Here’s the real problem: you end up writing massive amounts of glue code for actual applications. User hits submit, you validate input, call multiple AI services, parse responses, update databases, send emails, trigger other systems. That’s what you’re actually doing all day.

I handle that orchestration through automation now. Latenode connects everything without custom code.

Just wrapped an AI document processing system. User uploads file, Latenode workflow starts. Extracts text, hits OpenAI for analysis, runs validation rules, updates three databases, generates summary, emails stakeholders.

The AI prompt work? Maybe 10% of your time. The other 90% is reliably moving data around.

Instead of debugging LangChain chains or writing API wrappers, I drag nodes on a canvas. File upload triggers workflow. Text extraction node. OpenAI node. Database nodes. Email node. Done.

When it breaks, I see exactly which step failed. No digging through framework stack traces.

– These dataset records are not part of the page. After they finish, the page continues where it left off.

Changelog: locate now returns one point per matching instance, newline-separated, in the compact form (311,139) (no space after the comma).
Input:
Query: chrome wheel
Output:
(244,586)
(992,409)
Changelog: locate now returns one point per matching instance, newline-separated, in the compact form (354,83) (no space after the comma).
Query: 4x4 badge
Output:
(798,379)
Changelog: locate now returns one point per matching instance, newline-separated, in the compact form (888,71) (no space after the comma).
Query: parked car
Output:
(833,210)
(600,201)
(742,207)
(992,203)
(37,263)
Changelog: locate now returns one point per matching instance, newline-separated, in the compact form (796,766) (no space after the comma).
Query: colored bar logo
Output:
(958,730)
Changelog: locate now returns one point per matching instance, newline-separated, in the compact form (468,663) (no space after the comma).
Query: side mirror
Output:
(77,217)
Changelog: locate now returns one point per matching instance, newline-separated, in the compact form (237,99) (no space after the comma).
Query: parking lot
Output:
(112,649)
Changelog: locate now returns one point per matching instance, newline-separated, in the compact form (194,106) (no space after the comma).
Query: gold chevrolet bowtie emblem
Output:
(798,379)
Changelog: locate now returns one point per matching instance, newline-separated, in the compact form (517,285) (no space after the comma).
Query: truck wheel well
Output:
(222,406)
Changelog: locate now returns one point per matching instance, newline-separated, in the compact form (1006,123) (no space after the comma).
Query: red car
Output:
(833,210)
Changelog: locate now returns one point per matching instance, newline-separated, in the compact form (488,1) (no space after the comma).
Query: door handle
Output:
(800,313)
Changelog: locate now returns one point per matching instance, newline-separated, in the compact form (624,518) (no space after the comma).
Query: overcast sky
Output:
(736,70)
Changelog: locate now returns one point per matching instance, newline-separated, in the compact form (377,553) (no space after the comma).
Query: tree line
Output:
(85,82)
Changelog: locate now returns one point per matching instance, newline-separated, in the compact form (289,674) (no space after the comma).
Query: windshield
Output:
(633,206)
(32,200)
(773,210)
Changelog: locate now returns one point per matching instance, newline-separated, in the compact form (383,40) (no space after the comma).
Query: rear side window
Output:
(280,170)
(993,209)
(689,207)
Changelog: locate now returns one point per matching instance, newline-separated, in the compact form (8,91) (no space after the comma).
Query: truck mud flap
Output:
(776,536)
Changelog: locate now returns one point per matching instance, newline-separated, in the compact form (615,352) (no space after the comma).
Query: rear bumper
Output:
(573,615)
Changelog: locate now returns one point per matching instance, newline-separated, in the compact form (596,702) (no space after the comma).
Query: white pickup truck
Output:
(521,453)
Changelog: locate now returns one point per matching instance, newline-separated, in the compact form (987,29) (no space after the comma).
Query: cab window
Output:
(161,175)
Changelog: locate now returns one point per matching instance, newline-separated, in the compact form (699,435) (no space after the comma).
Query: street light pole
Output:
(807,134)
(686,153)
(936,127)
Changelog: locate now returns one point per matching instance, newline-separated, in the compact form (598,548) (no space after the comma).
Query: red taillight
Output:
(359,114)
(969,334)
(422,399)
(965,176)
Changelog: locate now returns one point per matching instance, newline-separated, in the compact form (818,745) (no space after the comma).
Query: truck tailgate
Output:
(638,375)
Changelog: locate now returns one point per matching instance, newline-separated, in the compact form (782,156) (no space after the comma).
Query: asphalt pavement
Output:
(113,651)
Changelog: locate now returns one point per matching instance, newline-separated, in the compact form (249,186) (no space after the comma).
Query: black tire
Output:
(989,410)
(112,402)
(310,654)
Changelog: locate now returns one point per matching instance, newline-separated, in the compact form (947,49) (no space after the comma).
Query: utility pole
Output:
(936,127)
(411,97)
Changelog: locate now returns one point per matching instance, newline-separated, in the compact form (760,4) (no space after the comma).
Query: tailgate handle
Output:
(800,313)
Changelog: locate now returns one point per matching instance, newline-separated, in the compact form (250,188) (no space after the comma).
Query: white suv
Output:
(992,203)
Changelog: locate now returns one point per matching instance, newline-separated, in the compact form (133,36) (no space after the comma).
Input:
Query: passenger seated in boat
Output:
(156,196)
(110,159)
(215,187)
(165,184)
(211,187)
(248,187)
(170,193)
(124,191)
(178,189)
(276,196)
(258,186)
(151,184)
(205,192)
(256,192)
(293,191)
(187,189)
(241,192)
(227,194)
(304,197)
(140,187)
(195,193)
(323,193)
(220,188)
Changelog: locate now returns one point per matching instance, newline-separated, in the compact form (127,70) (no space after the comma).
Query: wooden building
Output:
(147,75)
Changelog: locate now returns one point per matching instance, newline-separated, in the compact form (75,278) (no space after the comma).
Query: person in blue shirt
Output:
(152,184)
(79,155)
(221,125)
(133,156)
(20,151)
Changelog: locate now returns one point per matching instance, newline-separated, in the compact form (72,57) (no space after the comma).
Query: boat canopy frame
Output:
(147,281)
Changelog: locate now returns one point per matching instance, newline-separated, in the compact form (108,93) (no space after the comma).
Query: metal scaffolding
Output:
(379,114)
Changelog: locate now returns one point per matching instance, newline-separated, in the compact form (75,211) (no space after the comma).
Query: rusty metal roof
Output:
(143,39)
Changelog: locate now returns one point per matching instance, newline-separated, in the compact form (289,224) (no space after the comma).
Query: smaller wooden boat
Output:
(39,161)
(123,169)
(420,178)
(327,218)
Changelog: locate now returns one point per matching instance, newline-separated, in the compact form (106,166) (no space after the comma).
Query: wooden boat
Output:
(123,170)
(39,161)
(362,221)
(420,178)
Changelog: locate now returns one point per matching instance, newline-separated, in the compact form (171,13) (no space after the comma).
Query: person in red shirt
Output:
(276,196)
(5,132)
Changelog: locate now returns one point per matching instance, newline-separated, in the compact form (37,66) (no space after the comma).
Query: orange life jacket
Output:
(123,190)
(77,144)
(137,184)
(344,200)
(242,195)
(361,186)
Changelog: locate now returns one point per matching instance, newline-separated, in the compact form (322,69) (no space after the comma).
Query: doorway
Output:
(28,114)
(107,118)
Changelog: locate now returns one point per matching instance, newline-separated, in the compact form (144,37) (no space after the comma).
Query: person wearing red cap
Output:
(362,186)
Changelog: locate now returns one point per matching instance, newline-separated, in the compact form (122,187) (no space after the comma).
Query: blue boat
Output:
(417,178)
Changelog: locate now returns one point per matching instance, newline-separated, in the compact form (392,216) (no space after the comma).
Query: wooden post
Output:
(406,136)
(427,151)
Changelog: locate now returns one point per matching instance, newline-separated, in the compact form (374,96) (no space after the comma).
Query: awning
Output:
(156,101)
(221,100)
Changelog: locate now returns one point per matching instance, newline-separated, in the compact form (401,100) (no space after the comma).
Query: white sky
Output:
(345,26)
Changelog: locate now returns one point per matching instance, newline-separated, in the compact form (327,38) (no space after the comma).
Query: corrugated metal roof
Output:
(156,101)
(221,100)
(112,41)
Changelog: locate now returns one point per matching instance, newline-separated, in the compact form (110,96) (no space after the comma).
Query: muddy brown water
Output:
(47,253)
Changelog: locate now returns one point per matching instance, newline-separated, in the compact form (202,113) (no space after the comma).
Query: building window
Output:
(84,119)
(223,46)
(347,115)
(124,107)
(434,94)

Build your AI logic however you want. Let automation handle the rest. Focus on the smart parts, not the plumbing.

langchain’s way too bloated for most projects. I’ve been using it since early 2023 - sure, it’s more stable now, but the complexity isn’t worth it unless you absolutely need all their integrations. For most ai apps, just use direct api calls with a simple vector db. less overhead, way easier to debug when things go wrong. need orchestration? check out crew ai instead - much cleaner setup.